Looks Do Matter: How Visuals Shape eLearning
Visuals can be used in most disciplines to complement learning. Short film and television clips, videos, high-resolution images, illustrations, and photographs all contribute to a student’s understanding of a subject. Visuals are the most powerful aspect of eLearning.
Most learners get bored or feel intimidated when they are faced with pages of text, while visuals grab the attention and often convey concepts more clearly than words.
Human beings are visual by nature, so it makes sense to use this skill to improve learning and retain new information. Humans process visual data better than any other type of data. The human brain processes images 60,000 times faster than text, and 90 percent of information transmitted to the brain is visual.
How visuals enhance learning
Well-Chosen visuals in an eLearning course make it visually appealing and enticing for learners to explore, but visuals offer many other benefits.
1. Visuals are much better than text at simplifying complex concepts. For instance, chemical processes can be illustrated with charts, infographics, or videos.
2. Visuals enhance learning. Research has shown that information is retained longer and with more accuracy if learners encounter it in a visual format.

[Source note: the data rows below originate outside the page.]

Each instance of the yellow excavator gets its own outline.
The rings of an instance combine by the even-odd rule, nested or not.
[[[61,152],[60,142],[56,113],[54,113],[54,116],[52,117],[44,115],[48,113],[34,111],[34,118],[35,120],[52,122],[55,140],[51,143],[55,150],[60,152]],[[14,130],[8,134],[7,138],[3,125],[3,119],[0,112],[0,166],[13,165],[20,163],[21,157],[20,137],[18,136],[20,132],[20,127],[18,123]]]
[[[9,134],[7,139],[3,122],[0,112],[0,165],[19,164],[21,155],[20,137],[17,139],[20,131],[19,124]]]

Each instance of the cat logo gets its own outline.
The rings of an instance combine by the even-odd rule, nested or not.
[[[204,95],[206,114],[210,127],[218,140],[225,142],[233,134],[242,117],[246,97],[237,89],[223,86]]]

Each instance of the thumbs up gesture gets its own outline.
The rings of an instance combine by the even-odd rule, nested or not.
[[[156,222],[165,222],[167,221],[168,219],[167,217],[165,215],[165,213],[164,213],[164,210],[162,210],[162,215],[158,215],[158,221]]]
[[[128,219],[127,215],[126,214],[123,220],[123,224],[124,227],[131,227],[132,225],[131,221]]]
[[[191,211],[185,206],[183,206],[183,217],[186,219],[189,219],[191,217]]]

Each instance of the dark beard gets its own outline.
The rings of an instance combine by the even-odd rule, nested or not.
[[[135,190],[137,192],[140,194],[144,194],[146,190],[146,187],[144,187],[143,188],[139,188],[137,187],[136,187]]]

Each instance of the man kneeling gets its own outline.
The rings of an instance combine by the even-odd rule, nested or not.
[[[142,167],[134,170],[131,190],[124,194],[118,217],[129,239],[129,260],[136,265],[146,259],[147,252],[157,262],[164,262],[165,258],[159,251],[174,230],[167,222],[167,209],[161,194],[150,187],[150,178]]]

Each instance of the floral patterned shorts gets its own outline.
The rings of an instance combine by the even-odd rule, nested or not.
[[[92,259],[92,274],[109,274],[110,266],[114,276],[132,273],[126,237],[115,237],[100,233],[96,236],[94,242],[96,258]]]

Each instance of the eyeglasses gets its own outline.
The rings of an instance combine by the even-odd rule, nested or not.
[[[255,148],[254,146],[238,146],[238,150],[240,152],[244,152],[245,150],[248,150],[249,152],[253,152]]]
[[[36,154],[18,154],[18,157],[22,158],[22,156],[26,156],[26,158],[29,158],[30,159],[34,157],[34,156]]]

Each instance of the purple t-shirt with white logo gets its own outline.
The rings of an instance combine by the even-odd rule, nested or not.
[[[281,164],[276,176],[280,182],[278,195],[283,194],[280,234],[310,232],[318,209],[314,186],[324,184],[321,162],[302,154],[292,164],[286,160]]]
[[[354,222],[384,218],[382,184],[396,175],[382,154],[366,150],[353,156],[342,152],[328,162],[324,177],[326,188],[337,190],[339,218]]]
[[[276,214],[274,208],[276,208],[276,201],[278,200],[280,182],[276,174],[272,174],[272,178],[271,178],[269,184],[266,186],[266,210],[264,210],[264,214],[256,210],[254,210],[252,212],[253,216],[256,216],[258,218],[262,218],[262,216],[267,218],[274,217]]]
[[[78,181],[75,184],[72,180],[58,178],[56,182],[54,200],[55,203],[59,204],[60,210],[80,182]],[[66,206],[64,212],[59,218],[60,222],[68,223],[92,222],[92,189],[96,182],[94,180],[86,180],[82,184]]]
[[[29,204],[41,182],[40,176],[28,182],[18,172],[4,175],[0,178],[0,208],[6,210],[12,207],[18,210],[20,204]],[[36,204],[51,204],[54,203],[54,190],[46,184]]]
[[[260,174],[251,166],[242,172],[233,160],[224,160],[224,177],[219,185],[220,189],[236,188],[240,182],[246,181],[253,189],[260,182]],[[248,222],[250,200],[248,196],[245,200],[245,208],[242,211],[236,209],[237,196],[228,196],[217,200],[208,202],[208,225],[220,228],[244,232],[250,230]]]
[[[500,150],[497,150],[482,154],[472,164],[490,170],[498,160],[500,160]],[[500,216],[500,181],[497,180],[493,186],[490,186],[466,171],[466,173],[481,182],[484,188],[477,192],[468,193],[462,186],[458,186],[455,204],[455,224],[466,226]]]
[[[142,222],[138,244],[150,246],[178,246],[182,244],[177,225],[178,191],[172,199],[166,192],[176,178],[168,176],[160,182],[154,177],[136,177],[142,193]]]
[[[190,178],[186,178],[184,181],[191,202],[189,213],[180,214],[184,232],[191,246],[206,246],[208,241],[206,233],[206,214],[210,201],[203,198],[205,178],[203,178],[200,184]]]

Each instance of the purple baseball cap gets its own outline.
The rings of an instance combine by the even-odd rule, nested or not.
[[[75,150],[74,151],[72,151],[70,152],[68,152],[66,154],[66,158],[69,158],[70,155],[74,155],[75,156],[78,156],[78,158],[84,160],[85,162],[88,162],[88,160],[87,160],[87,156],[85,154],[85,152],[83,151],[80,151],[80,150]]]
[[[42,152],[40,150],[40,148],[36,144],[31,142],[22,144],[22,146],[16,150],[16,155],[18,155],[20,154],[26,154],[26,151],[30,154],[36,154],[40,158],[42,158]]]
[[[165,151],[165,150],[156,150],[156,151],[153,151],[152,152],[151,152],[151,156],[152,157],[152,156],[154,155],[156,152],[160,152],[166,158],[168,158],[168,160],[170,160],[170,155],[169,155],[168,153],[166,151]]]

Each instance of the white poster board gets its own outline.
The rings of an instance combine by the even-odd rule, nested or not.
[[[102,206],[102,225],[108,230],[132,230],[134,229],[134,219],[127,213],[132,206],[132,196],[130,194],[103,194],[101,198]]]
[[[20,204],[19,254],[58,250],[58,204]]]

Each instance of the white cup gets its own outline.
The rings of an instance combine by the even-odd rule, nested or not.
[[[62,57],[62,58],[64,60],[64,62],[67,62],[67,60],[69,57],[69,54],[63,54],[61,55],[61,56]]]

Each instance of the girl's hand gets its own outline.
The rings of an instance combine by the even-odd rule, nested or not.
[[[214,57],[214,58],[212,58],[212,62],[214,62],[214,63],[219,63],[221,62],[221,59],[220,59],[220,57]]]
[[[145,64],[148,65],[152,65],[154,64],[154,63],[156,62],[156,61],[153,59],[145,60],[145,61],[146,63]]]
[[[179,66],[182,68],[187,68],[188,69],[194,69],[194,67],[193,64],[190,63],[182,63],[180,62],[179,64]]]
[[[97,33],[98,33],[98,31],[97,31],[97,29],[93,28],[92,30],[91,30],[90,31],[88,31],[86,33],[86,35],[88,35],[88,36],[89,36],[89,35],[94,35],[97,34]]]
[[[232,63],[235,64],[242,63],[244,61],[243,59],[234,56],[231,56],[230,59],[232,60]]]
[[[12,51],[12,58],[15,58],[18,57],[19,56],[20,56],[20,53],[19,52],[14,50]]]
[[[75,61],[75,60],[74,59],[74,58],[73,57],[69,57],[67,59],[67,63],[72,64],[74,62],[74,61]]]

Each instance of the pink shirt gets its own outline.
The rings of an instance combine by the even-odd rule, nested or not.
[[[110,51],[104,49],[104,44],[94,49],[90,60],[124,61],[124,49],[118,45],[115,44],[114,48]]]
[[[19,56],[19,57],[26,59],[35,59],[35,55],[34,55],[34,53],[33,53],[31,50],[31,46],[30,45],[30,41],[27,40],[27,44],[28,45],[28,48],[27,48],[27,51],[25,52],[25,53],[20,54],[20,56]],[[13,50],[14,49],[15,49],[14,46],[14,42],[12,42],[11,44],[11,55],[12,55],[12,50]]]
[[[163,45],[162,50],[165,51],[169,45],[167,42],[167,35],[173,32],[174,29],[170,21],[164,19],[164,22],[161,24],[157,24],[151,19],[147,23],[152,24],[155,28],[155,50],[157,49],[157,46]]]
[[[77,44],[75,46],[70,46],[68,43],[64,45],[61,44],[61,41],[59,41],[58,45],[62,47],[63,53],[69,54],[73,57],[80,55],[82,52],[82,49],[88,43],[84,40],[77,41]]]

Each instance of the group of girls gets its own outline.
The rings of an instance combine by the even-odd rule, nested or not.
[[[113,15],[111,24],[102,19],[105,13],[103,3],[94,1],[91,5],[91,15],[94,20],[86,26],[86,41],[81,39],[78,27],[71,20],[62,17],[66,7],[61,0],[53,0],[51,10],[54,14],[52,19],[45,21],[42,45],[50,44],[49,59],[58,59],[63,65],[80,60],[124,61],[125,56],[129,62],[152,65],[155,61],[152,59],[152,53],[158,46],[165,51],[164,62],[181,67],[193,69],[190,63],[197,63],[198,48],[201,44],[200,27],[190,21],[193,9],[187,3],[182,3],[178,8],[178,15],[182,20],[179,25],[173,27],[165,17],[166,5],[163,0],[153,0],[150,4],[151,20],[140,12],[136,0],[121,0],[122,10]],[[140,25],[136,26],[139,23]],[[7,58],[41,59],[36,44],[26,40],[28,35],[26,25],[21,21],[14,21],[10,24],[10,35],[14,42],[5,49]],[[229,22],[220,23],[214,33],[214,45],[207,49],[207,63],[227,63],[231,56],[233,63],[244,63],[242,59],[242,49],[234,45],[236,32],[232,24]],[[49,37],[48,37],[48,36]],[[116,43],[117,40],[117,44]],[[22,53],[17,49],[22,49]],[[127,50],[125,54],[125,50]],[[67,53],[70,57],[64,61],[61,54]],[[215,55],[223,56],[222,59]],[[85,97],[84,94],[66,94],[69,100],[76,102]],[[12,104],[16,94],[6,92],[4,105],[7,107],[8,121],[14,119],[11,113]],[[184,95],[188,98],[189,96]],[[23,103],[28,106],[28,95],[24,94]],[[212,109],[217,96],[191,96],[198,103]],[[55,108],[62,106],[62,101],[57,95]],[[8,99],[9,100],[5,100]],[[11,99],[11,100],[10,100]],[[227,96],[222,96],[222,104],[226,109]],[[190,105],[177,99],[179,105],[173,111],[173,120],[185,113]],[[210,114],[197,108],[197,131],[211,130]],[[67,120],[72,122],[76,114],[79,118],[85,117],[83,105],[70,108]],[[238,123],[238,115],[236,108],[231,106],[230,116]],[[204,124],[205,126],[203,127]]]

3. Visuals accelerate learning, especially when concepts are presented with relevant images. This is the optimal way to present information as students remember more information compared to just reading or hearing it. We often comprehend an image instantaneously while text takes time to absorb.
4. Visuals present information in a concise, summarized format, so students don’t feel overwhelmed by information overload. This aspect also makes the information easier to learn and recall.
Visual design and instructional design
Visual design is important but shouldn’t overshadow the instructional design. Instructional design is primarily about content, learning goals, and performance. It aims to transfer knowledge, teach skills, or change attitudes and behavior. Visual design, on the other hand, is responsible for the color palette, the typeface, the layout and navigation, and the presentation of visual elements like videos, images, infographics, and charts to illustrate the information.
Both visual design and instructional design are essential for the creation of eLearning courses. They must work together. Visual design is the first thing that attracts the attention, but it mustn’t be so absorbing that it distracts from the information being presented. On the other hand, great instructional design will go unnoticed if the visual design is poor. When learners have trouble reading the type or are distracted by too many colors and visual elements, or struggle to navigate the study material, then the visual design has failed.
Instructional designers and graphic designers need to work together to produce quality eLearning courses. Usually, the visual design strategy is discussed with a graphic artist after an overall look at the content.
There are several deadly sins to avoid when attempting eLearning course design; one of them is to ignore the importance of visual design and the fact that it must be implemented in tandem with instructional design.